Extracts an array of structured data from a web page in an optimized way. This function uses AI for the first few extractions until it collects multiple examples, then builds reliable selectors in the background for improved efficiency.
export declare function extractArrayFromPage (
page : Page ,
options : {
label : string ;
itemEntityName : string ;
itemEntitySchema : SimpleArrayItemSchema ;
strategy ?: ImageStrategy | HtmlStrategy ;
prompt ?: string ;
optionalPropertiesInvalidator ?: (
result : Record < string , string >[]
) => string [];
variantKey ?: string ;
apiKey ?: string ;
}
) : Promise < Record < string , string >[]>;
Examples
import { extractArrayFromPage } from "@intuned/browser/optimized-extractors" ;
await page . goto ( "https://books.toscrape.com/" );
const books = await extractArrayFromPage ( page , {
strategy: {
model: "gpt4-turbo" ,
type: "HTML" ,
},
itemEntityName: "book" ,
label: "books-extraction" ,
itemEntitySchema: {
type: "object" ,
required: [ "name" ],
properties: {
name: {
type: "string" ,
description: "book name" ,
primary: true ,
},
},
},
});
console . log ( books );
// output:
// [
// ...
// { name: 'Olio' },
// { name: 'Mesaerion: The Best Science Fiction Stories 1800-1849' },
// { name: 'Libertarianism for Beginners' },
// { name: "It's Only the Himalayas" }
// ...
// ]
Arguments
The Playwright Page object from which to extract the data.
A label for this extraction process, used for billing and monitoring.
The name of the entity items being extracted. Must be 1–50 characters long and can only contain letters, digits, periods, underscores, and hyphens.

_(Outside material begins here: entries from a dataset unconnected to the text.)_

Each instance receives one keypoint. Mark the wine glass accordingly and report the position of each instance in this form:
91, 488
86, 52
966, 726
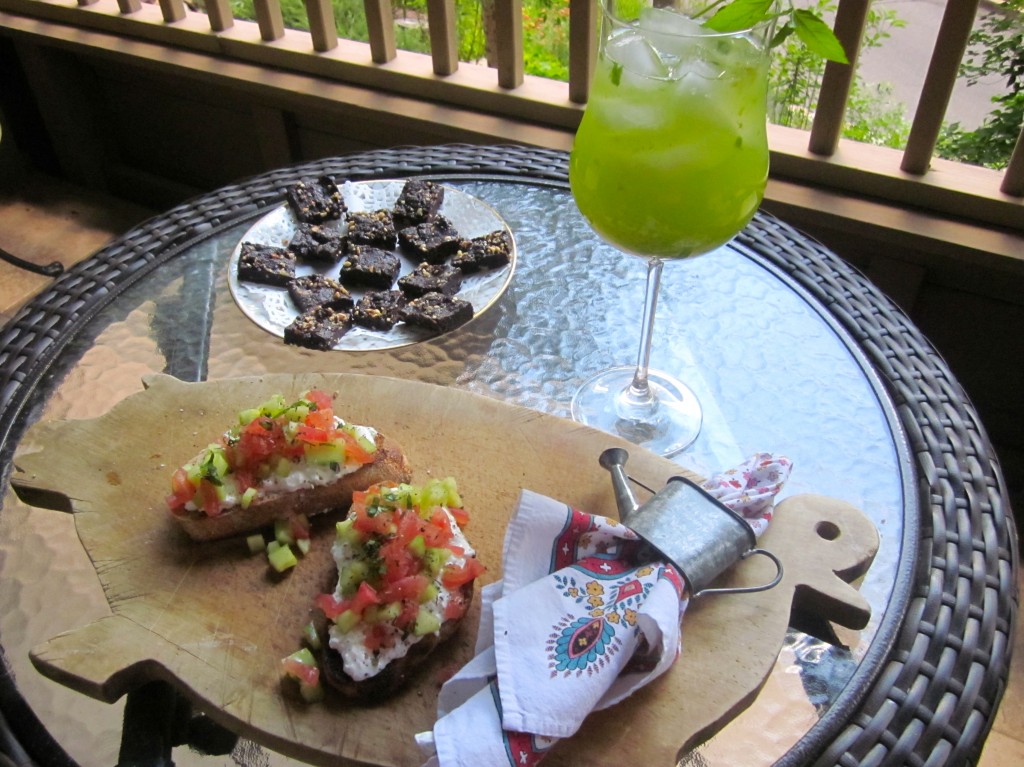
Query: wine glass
670, 161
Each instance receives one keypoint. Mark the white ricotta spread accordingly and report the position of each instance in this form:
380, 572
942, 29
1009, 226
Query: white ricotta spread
361, 663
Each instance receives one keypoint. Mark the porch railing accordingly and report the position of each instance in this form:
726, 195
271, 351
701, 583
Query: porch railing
911, 176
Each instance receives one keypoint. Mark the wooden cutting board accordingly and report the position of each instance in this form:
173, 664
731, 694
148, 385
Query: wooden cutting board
215, 622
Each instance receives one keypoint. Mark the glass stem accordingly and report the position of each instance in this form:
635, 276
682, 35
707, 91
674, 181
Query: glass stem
640, 396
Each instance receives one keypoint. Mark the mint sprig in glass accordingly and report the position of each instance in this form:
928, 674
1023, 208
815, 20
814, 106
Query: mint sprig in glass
734, 15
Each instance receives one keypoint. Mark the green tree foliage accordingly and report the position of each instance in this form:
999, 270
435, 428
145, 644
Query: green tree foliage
872, 114
995, 48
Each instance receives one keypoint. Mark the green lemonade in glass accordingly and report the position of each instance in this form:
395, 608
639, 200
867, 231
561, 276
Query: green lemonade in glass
670, 161
671, 157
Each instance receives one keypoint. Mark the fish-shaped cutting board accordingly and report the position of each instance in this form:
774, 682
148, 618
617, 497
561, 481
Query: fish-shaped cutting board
215, 622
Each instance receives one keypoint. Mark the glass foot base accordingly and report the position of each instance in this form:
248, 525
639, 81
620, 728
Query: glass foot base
667, 428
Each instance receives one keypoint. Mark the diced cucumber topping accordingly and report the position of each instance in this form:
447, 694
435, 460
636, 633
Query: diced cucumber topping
453, 499
433, 494
283, 533
388, 612
331, 453
360, 437
311, 636
281, 557
347, 621
273, 407
434, 559
304, 656
426, 623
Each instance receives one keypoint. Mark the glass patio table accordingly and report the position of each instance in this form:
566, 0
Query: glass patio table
788, 348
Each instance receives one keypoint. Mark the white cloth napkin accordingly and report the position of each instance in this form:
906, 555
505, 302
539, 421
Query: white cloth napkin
577, 625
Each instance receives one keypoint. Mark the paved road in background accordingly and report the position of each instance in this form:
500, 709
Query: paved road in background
903, 58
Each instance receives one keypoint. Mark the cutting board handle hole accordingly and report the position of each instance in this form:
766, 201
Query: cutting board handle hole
827, 530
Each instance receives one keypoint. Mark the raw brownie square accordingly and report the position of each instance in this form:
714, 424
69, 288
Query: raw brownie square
265, 264
318, 290
419, 202
485, 252
315, 243
431, 278
315, 201
318, 329
379, 309
432, 242
370, 266
372, 227
437, 312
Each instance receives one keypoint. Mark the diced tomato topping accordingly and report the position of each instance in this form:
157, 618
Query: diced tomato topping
321, 419
438, 533
398, 561
365, 596
312, 434
181, 491
455, 576
321, 398
260, 439
207, 498
410, 525
303, 672
456, 607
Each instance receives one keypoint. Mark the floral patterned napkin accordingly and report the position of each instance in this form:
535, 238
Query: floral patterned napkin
576, 619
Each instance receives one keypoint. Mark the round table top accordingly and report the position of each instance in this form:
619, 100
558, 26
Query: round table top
790, 350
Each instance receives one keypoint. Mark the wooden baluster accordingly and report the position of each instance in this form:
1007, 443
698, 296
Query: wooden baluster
508, 24
851, 18
949, 47
443, 42
583, 47
322, 27
269, 18
219, 13
1013, 181
173, 10
380, 23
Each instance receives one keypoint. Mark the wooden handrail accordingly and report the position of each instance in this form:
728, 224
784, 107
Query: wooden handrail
505, 90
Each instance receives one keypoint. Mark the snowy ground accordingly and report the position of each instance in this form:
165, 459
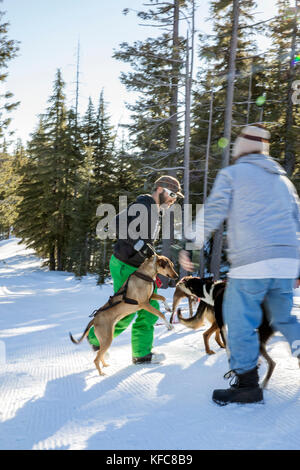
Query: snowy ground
51, 396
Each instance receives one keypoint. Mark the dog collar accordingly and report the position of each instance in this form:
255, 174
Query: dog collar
207, 298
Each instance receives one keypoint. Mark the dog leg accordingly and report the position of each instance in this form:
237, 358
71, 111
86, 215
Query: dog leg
162, 299
176, 299
97, 362
191, 306
271, 365
154, 310
207, 335
105, 341
218, 339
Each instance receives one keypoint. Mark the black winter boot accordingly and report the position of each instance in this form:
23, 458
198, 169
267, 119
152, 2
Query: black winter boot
245, 389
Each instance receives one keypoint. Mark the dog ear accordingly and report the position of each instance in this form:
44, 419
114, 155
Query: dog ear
162, 262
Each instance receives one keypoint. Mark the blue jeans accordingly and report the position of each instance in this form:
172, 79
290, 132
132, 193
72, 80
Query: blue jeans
243, 315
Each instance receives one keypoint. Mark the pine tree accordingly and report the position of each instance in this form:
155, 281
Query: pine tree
281, 73
8, 50
49, 180
10, 176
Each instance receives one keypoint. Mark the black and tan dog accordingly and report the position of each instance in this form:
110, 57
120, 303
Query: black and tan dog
134, 295
211, 306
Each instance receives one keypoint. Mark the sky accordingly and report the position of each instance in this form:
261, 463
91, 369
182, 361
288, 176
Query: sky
49, 31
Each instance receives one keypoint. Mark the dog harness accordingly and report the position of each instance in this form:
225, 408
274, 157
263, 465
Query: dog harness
123, 292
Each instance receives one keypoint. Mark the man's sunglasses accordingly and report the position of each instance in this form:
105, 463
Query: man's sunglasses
171, 193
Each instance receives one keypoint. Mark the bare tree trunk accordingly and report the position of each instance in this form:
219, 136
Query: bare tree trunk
289, 158
172, 146
217, 245
52, 258
208, 144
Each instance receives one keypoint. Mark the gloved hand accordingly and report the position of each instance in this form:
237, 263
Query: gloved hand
144, 248
148, 250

The schema of the entity items being extracted.
Optional. The strategy to use for extraction, if not provided, the html strategy with claude haiku will be used.
Optional. A prompt to guide the extraction process.
options.optionalPropertiesInvalidator
Optional. A function to invalidate optional properties.
Optional. A variant key for the extraction process, use this when the page has multiple variants/shapes.
Optional. An API key for AI extraction. Extractions made with your API key won’t be billed to your account.
Returns: any
A promise that resolves to a list of extracted data.